You should check your daily access controls regularly since a firewall is only as active as its access controls. So, set access controls to only those who required for the job.
If only one or two computers on a network are used to store sensitive information, then consider putting many layers of security to protect them.
8. Limit laptop and wireless device uses
Laptops and other wireless devices like smartphones and tablets is another quick way to a data breach, since they are very portable and not that secure, especially since they are not locked to a desk.
You should restrict the number of people that have access to these devices, if someone does not need to use that device specifically for work, then limiting them to laptops or phones that do not contain sensitive data.
If you do need a laptop for work, then consider fixing to a place where it is not portable, so locking it to a desk is an excellent way to increase security. If only one person uses the laptop in question, then ask your vendor to close the door when they are not in the room. A computer which uses biometric security is more secure than one with a password.

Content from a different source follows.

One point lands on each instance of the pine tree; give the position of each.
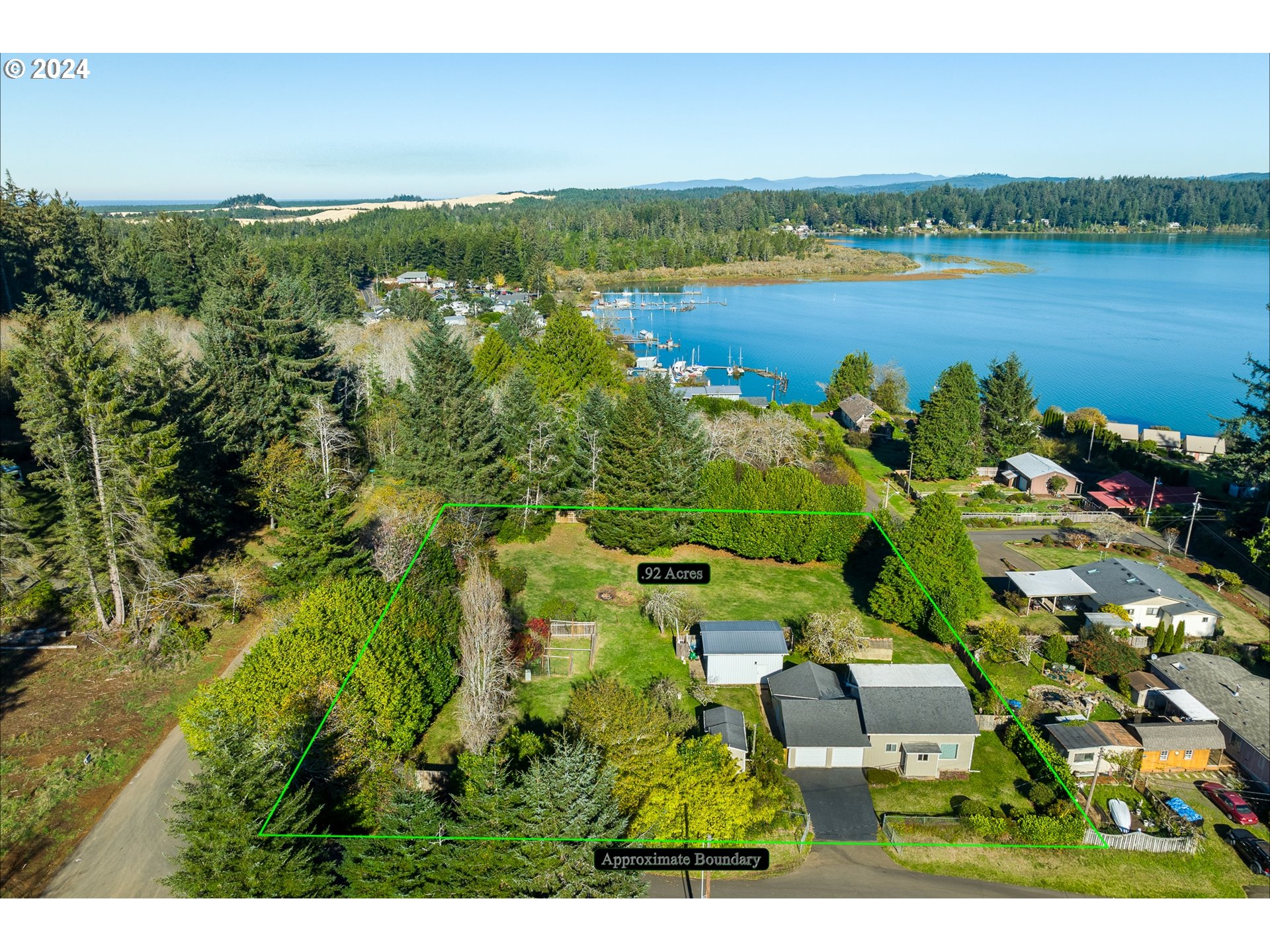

But even after all security measures, laptops stay portable at the end of the day. So, consider installing an auto destroy function that would destroy all sensitive information if the computer in question is stolen.

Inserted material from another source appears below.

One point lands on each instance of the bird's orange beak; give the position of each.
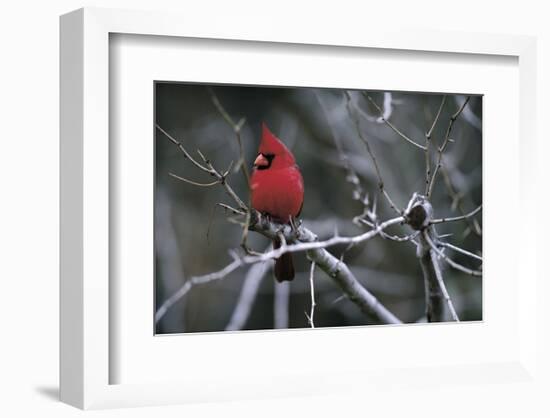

If wireless devices like smartphones are authenticated to connect to your network, then limit the users who actually can have access to the system. Limiting the number of users who can access the web is an excellent way to reduce risk. Say that you restrict access to the number of wireless users to only 2 or 3. Then it will be almost impossible for a 4th person to enter the network.

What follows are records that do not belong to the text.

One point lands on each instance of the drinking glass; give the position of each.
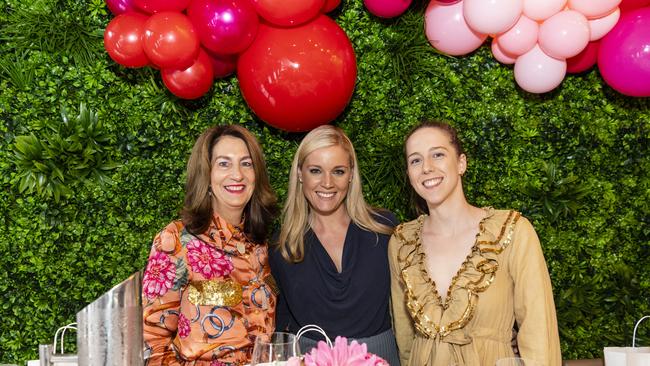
(274, 349)
(516, 361)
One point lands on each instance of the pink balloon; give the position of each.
(627, 5)
(599, 27)
(387, 8)
(542, 9)
(537, 72)
(583, 61)
(500, 55)
(624, 54)
(447, 31)
(118, 7)
(224, 26)
(520, 38)
(492, 16)
(594, 8)
(564, 35)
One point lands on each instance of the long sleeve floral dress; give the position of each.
(206, 297)
(503, 281)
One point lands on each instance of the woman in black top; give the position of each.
(331, 261)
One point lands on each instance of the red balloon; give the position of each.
(118, 7)
(170, 40)
(224, 26)
(288, 12)
(331, 5)
(156, 6)
(123, 40)
(298, 78)
(585, 60)
(222, 65)
(190, 83)
(627, 5)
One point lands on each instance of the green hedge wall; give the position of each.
(574, 161)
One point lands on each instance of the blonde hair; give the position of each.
(295, 215)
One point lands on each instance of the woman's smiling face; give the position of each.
(325, 176)
(434, 166)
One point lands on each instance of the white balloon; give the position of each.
(537, 72)
(542, 9)
(492, 16)
(601, 26)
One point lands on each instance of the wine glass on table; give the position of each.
(274, 349)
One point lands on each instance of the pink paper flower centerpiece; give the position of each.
(341, 354)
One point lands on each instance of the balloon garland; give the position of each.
(296, 66)
(544, 39)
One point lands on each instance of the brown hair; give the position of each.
(420, 204)
(197, 208)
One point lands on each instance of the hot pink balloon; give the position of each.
(624, 54)
(583, 61)
(564, 35)
(599, 27)
(537, 72)
(500, 55)
(118, 7)
(627, 5)
(387, 8)
(447, 31)
(521, 38)
(492, 16)
(224, 26)
(156, 6)
(594, 8)
(542, 9)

Using a WPA2 security capable device is better than any other routers out there.
9. Use software to detect possible breaches
Use paid data breach detection software to protect your computer against potential hackers. Open source software is not recommended as paid software is regularly updated to the latest firmware, and therefore, your computer will be safe with the most recent tricks out there.
Using logs is an excellent way to keep track of who has been on your computer. You can use a back door to which only trusted persons can have access to and so that hackers cannot delete the logs of his intrusion. So, in case of an attack, your record will provide you with all the information you need about the attacker.
Keep tracking computers that have multiple login attempts, if possible, in such cases; it is better to just temporary lock these computers until security measures have been taken to prevent intrusion from unwanted visitors.
Always ask for verification from a trusted party when a large volume of data is being transferred from one computer to another. Unexpected large data transfers will tell you that your information is being breached.
10. Be vigilant when picking vendors
Carefully picking a vendor is a must, especially when outsourcing to an offshore company. All security policies look great on a contract, but if they do not implement all security measures then papers mean nothing, so make sure your vendor enforce the security measures to the fullest extent.
Consider the case of a limited number of users that are allowed to use a network. All these security measures would mean nothing if, by chance, someone does enter the system and transfer all the data that is sensitive. So, preventive data transfer is mandatory for all vendors and pin code, or biometric authorization is the way to go.
All these measures will not be taken by all the vendors out there who are willing to take what you outsource; only the best will.
It is better to be vigilant than to be a victim of cyber crime, as the one data breach could see you losing a lot of money. An outsourced team can do so much more for you than a typical group of employees. Sure there are risks, but there are also these preventive measures that can be taken to reduce the risk to a great extent, and the benefits of outsourcing highly outweigh these risks.